Amy Studt – False Smiles
False Smiles was the first album I ever fell in love with. I was young, and perhaps my music taste was a tad less sophisticated than it has now become, but for all I knew, this was love.
Amy Studt’s lyrics rang true to the lives of many a tween, before the term had even been coined. This is quite possibly because Studt herself was barely out of those years when she penned the album. With the single Just A Little Girl becoming a chart success, I remember being elated to discover that she would be performing on one of my most informative television choices; X-Change. Rushing home from school and watching her performance, I thought that this was the epitome of music. Something truly amazing had just graced my ears and I knew I needed to buy the album. Thus, I discovered False Smiles.

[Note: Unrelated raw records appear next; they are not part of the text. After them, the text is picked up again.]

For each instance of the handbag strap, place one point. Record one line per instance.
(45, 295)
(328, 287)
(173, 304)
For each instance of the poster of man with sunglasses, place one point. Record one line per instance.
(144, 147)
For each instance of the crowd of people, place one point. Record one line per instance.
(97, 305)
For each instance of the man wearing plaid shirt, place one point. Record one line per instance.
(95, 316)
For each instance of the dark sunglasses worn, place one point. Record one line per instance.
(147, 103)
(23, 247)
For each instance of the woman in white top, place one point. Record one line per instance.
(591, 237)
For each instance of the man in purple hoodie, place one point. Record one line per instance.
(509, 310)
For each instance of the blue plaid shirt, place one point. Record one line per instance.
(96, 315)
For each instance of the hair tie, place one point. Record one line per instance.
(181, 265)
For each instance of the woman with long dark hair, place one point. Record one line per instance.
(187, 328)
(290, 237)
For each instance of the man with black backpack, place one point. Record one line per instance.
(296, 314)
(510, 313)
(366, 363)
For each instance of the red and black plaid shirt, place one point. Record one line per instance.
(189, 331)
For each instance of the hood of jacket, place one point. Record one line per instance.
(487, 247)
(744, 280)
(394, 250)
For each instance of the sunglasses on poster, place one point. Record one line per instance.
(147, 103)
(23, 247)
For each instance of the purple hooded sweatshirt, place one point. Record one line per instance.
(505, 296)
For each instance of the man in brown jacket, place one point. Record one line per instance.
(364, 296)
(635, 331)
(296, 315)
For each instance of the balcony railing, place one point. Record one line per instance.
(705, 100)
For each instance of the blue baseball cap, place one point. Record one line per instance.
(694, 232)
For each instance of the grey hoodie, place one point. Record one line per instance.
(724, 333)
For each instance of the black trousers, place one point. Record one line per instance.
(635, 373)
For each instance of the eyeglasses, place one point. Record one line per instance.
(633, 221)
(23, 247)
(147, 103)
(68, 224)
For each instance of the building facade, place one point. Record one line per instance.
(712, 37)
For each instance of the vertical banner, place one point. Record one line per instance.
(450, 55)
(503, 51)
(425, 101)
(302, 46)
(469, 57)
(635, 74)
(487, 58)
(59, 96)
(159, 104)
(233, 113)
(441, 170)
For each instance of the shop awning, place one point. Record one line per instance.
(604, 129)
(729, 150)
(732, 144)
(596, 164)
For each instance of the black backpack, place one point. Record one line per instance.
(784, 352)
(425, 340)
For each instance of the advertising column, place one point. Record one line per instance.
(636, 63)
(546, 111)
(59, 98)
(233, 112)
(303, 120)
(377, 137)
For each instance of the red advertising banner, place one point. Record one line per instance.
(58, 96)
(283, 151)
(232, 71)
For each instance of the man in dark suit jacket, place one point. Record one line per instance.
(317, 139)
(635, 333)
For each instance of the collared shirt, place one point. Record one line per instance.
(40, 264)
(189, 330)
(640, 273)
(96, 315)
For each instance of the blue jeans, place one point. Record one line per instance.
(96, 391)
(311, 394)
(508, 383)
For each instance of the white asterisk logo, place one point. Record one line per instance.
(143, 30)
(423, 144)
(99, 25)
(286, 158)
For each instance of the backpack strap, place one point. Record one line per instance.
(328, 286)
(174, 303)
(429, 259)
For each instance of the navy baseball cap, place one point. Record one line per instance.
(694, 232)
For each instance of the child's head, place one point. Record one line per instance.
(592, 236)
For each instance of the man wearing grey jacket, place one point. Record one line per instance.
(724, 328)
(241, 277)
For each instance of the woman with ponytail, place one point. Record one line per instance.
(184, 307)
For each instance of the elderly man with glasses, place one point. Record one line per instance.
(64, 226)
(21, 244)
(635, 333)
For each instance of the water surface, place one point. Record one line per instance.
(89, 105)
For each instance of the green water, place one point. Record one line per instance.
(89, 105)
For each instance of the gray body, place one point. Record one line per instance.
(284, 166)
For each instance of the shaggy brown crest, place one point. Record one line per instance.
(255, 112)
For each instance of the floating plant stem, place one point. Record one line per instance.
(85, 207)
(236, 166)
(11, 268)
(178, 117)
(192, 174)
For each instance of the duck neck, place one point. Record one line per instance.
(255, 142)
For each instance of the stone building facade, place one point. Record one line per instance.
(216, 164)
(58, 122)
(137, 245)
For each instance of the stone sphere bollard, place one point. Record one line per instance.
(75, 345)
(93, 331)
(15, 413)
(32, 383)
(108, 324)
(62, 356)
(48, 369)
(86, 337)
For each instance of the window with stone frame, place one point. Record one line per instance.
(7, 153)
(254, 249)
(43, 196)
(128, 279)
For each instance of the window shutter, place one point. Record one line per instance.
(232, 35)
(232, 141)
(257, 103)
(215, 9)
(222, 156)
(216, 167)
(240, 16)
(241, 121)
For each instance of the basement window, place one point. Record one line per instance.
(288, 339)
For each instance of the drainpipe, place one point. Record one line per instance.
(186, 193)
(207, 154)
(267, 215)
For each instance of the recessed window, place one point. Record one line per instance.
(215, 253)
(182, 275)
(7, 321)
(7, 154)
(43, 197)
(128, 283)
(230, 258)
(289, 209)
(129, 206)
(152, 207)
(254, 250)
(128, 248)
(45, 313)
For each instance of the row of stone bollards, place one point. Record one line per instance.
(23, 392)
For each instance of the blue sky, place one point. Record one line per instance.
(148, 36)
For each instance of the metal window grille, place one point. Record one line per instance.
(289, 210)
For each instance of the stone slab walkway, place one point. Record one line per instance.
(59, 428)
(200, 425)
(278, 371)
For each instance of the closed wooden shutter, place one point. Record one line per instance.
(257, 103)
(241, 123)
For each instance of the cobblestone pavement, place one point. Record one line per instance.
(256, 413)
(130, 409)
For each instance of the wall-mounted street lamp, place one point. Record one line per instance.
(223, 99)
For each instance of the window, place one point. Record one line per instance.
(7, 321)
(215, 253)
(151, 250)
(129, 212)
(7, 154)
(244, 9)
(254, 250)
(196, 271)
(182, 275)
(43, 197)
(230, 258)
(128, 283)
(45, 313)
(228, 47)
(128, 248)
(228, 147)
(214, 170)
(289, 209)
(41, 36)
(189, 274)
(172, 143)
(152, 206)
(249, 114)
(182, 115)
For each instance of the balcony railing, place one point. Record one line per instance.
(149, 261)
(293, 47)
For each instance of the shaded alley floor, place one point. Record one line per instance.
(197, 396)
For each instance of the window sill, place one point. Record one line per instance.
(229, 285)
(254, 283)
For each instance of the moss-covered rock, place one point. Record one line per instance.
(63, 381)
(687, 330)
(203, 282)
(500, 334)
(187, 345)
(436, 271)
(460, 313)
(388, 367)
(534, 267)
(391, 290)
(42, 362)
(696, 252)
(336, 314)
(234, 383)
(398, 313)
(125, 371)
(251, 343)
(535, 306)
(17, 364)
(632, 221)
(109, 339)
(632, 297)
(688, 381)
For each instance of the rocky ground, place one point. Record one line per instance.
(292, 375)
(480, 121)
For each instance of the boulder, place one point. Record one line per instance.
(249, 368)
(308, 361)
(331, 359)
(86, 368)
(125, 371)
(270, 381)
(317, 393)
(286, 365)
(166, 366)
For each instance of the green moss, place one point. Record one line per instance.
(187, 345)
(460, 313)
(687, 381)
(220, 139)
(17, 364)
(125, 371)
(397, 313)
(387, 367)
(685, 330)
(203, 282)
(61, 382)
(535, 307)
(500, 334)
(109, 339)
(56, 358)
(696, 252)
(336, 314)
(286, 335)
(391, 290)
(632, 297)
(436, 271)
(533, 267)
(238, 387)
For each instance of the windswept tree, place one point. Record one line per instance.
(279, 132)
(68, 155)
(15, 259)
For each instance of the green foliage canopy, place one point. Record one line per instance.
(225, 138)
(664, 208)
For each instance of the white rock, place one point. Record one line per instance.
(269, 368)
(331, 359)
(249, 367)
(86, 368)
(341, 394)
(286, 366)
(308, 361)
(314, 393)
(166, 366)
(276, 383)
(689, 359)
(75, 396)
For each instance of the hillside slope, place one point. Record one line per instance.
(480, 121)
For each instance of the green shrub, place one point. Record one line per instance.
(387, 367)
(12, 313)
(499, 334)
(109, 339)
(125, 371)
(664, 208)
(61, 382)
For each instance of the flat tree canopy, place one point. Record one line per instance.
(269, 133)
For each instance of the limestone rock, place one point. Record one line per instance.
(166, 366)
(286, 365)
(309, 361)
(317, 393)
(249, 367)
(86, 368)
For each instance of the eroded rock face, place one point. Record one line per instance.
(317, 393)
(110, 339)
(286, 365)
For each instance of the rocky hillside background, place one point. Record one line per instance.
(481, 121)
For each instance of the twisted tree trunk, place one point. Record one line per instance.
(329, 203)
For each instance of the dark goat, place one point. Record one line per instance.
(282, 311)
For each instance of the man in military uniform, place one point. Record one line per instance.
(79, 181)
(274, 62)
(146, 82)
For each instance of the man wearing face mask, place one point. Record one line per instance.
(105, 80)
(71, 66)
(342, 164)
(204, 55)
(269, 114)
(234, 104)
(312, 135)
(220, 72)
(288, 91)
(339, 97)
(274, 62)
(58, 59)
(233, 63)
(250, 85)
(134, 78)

Misfit was to be the second ‘big hit’; A song that remains just as catchy as the first time I heard it. An overly Americanised video accompanied the track with the chorus “You’re superficial I’m a misfit/ But baby that’s ok” and the song was supposed to promote equality amongst cliques, though whether it ever achieved this is less clear. Another shouty pop rock effort came with Ladder In My Tights. A personal favourite of mine, it taught me what C4 was. And she sung about duct tape. I’d never heard anyone sing about duct tape…
Studt could do more than just catchy pop rock. The album showed the versatility of her voice with the softer tones that Studt has continued to use in her later career. Beautiful Lie, Happy Now and If Only all enchanted me. Sadly, over the course of laptop changeovers, I’ve come to lose three of the other tracks. Nobody, Superior Mind and Going Out Of My Mind have all gone AWOL. I’m in no desperate state to download them once more, though I do remember Nobody being yet another of my favourite power ballads to torture my family with as I’d sing proudly to the album.
Through her lyrics, I learnt what being ‘under the thumb’ meant. Though I’m yet to experience this, I have to thank her for this insight into the world of controlling relationships.
I must also pay particular mention to possibly my favourite Amy Studt song. A non-album track, reduced to being a B side to the Sheryl Crowe cover of All I Wanna Do, You’re Like The Breeze demonstrated Studt’s vocal talent beautifully.
So, thank you Amy Studt. You opened my mind up to the world of singer songwriters, and for that I shall be ever grateful.